Des figures comme l’évêque Ignace Bourget à Montréal ont exalté le pape Pie IX en chaire, dans les journaux et dans les écoles. Le clergé encourageait l'idée que servir le pape, c’était défendre la civilisation chrétienne contre la barbarie moderne. Mais pourquoi Pie IX plus que les autres?

Au Québec, l'identité canadienne-française du XIXe siècle est inséparable de la foi catholique. L’Église est le pilier de la vie sociale, culturelle et politique. Pie IX est vu comme le défenseur ultime du catholicisme contre le «monde moderne».

Il est aussi l’auteur du célèbre Syllabus (1864), un document qui condamne le libéralisme, la séparation de l’Église et de l’État, et d'autres idées modernes. Dans un Québec encore rural et très religieux, ces idées sont perçues comme des menaces. Soutenir Pie IX, c’est aussi rejeter une modernité jugée corrompue.

Et surtout, après la Conquête britannique, les Canadiens français vivent dans un pays où ils sont politiquement dominés. Leur loyauté au pape devient une manière d'affirmer leur spécificité: «Nous sommes catholiques avant tout». Servir Pie IX, c'était revendiquer une identité collective.

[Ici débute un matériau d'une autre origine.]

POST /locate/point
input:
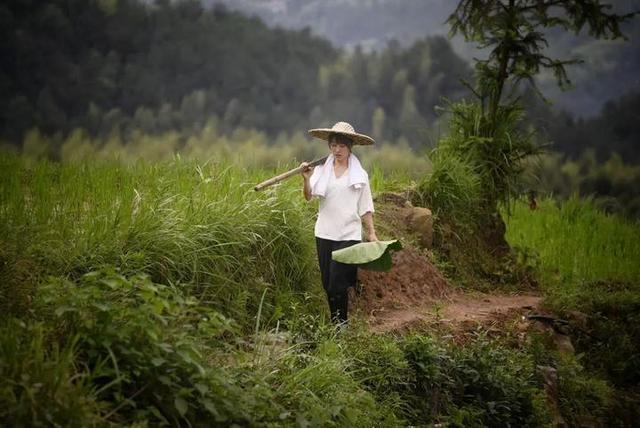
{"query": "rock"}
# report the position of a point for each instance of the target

Wikimedia Commons/Domaine public
Wikimedia Commons/Domaine public

LE PAPE ET LES CANADIENS FRANÇAIS

Avant la Révolution tranquille, les Canadiens français entretenaient une relation très affective avec la figure du pape. On le voyait comme un père spirituel, un repère.

Les évêques et prêtres du Québec ont longtemps cultivé cette vénération: on priait pour le pape à la messe, on enseignait son rôle à l’école, on diffusait ses encycliques. Si l’influence de Mgr Bourget a fait de Pie IX un pape d’exception au XIXe siècle, la palme de la popularité revient sans doute à Jean-Paul II, dont la visite en 1984 a marqué les esprits.

Personne ne sait qui sera le prochain chef de l’Église catholique romaine, mais une chose est sûre: il est peu probable que ce soit un Québécois.